To be sure, the acquisition landscape is not entirely a bed of roses. Panellists said acquisitions could be thwarted by price wrangling and concerns about an even weaker dollar eating away at post-deal returns. There is also the thorny problem of the claims liabilities that can go hand-in-hand with a property-casualty (P&C) insurance deal.
"If you look at the top 10 (P&C) companies in the United States relative to Europe, the capital over there is three times as big, every one of our companies in the US is in range of someone from Europe coming over," Dowling said. "The question is whether they want to deal with our liabilities."
Some major deals in past years have left buyers with hefty claims bills from previously sold coverage for liabilities such as asbestos. There is also the risk of costly property claims from a predicted rise in natural disasters, especially in coastal areas prone to hurricanes.
Risks aside, John DelSanto, head of consulting firm Accenture's insurance practice, said in an interview he sees an appetite from Europe and Asia. And deals will take all shapes and sizes, from major company acquisitions to smaller sales of books of business, he added.
Small deals could also outnumber blockbusters, as they have in recent years. "With the insurance industry being conservative by nature, I would expect to see lots of these (multi-million-dollar) deals," DelSanto said. Robust deal activity is also expected among life insurers, but the complexity of the sector's products may scare off buyers not already active in the area.
"I believe the industry is going to consolidate," said Edward Spehar, a managing director with Merrill Lynch & Co , also speaking at the conference. He sees a group of "10 top players" eventually emerging. But here as well, pricing could be a sticking point. "There is a wide gap between expectations (of sellers) and where the stocks are trading," Spehar said.
Steven Goulart, senior vice president, corporate development at big life insurer MetLife Inc, said deals could be spurred on by an increasing number of companies looking to shed parts of their businesses that no longer fit.
"I see a strategic focus on the industry," he said. "And if that means selling businesses that don't fit, we will see that."
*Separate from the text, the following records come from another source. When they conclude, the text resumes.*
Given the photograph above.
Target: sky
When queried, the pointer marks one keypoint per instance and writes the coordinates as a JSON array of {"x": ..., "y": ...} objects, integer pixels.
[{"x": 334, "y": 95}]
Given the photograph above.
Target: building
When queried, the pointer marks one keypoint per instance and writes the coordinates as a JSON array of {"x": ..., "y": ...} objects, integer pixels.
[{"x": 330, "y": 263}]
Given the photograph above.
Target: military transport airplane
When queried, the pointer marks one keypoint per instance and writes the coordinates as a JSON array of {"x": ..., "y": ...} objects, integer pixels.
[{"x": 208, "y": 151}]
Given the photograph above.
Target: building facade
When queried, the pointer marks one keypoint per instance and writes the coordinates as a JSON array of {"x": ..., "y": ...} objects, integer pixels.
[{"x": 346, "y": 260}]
Among international buyers, there is a "huge appetite" for businesses in the retirement sphere, said John Johns, chief executive of Protective Life Corp, who has overseen about 40 deals.
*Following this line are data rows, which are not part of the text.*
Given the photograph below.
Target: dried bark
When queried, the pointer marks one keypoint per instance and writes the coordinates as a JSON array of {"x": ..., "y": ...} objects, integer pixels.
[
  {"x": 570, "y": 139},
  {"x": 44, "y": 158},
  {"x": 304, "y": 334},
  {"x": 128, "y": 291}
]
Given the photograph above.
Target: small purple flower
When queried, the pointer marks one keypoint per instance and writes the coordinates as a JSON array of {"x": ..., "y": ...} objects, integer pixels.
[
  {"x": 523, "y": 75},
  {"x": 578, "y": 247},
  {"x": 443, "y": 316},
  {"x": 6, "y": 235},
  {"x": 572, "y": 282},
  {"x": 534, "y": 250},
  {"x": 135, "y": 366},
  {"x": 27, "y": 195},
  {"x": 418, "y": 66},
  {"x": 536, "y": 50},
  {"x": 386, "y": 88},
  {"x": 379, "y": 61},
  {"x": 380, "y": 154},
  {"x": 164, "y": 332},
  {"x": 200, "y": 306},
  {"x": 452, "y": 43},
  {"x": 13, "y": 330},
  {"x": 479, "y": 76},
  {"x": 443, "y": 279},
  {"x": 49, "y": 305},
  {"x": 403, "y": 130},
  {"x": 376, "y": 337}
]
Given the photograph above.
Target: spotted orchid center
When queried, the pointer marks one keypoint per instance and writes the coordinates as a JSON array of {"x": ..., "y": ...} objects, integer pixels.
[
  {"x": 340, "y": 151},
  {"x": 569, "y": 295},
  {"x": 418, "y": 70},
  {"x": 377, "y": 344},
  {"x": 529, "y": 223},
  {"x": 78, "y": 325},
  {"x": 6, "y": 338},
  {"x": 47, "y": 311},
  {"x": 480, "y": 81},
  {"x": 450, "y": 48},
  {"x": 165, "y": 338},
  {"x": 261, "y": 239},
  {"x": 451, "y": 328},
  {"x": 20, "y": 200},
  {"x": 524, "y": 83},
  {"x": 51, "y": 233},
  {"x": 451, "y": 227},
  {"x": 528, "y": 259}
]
"Transactions have become much more complex than even a (few) years ago," Johns added.
While buyers need to carefully monitor the various risks that could emerge from a deal's integration, MetLife's Goulart said firms with seasoned financial expertise can even find bargains in "distressed" areas.
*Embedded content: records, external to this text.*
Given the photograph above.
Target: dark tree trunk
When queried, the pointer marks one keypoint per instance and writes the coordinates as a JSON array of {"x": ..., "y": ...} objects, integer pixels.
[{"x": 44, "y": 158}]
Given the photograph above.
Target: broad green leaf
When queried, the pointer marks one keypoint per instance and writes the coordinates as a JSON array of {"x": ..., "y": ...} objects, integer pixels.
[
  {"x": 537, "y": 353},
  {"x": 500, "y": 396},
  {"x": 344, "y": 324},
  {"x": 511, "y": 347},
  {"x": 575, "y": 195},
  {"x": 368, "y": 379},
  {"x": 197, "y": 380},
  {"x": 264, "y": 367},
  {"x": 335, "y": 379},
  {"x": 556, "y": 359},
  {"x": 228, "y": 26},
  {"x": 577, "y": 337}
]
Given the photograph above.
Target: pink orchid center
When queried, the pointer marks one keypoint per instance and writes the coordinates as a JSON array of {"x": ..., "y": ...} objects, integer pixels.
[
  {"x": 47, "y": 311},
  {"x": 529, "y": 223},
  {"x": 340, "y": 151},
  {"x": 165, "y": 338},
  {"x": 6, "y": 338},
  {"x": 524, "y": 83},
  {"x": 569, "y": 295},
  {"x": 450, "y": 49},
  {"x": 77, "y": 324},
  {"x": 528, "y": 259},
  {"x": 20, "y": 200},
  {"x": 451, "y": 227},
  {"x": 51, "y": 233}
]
"Are there transactions out there that have a distressed aspect, and you have the financial wherewithal (to handle them) ... Then, yes, absolutely it is a buyer's market," he said.
Joel Strauch, senior vice-president at Pacific Investment Management Co, said investors are now warming to some investments in sub-prime mortgages, the main driver of credit market turmoil that has gripped the world since last year.
"If you have not been in a sub-prime area, now may be a better time," Strauch said.